The leaders of a local nonprofit that helped push a statewide rent cap through the Legislature this month are now focusing on building an African American housing union in Oakland.
About 100 black residents, city leaders and advocates gathered at the West Oakland Branch of the Oakland Public Library on Saturday to discuss ways to fight displacement. It was the second town hall this summer. The first was held in May.
Standing outside the door of the packed room, local resident Maurice Hedgepeth said he came because he has a good job as a truck driver but can't see himself owning a home where he grew up.
"I was just hoping to hear that they were walking down the path of solutions that can help get a lot of us out of this problem," said Hedgepeth.

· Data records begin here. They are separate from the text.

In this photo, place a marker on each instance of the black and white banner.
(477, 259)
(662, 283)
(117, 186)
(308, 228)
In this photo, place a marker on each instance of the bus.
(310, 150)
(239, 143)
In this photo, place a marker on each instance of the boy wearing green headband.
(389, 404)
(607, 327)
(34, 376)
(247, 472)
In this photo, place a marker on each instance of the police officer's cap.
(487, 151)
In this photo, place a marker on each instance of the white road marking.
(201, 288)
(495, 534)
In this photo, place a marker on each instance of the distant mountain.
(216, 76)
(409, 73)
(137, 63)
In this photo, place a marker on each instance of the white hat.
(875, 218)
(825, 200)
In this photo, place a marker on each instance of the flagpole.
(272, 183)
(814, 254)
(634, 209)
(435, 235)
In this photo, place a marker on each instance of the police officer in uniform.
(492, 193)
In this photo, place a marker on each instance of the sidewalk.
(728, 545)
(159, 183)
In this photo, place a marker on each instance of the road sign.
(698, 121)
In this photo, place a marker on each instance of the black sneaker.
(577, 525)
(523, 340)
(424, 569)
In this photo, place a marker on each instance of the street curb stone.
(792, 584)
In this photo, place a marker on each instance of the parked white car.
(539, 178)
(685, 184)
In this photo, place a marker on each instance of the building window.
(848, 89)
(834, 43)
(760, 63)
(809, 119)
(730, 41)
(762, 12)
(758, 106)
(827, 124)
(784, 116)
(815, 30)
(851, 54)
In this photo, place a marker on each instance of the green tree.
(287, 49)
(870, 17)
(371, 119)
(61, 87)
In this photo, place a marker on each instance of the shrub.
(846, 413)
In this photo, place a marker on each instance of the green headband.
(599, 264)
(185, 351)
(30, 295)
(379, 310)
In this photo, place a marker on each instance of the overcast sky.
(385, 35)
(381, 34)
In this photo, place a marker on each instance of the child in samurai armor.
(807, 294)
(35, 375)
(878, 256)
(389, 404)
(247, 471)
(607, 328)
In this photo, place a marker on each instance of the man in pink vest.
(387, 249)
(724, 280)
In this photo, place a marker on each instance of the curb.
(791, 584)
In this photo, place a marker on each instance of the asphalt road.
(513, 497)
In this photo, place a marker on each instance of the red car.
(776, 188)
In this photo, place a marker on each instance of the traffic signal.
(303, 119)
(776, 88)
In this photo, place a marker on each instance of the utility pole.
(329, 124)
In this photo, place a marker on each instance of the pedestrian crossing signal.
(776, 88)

The meeting focused on educating people about housing rights, including a presentation from the city's Rent Adjustment Board about what sorts of rent hikes are allowable and how to arbitrate illegal increases.
It also focused on the housing discrimination black folks have historically faced in Oakland — such as redlining — with the ultimate goal of mobilizing those who are impacted.
That included informing attendees about strategies that are already at play. For example, the Oakland Community Land Trust "removes land from the speculative market so that it serves low-income residents forever." It is among the organizations that will benefit from $12 million allocated in this year's city budget to create a municipal fund supporting such trusts and limited equity housing cooperatives.
"We want to see a group of people who are ready to activate around policy changes, and folks who are willing to put their bodies on the line to do direct action the way that we do it," said Carroll Fife, director of the Oakland Alliance of Californians for Community Empowerment, which organized the event.
ACCE Oakland said it already has an anti-displacement chapter that meets every Thursday, as well as East and West Oakland chapters that meet twice a month.
"It was worth coming out," said RocQuel Johnson, who still works downtown despite being pushed out of Oakland. "We need to get out and really start knocking on some doors."
The nascent Black Housing Union is a subcommittee that will look at how housing issues impact the black community and support homegrown solutions. A number of ACCE affiliates statewide are looking at expanding the black tenants union to other California cities.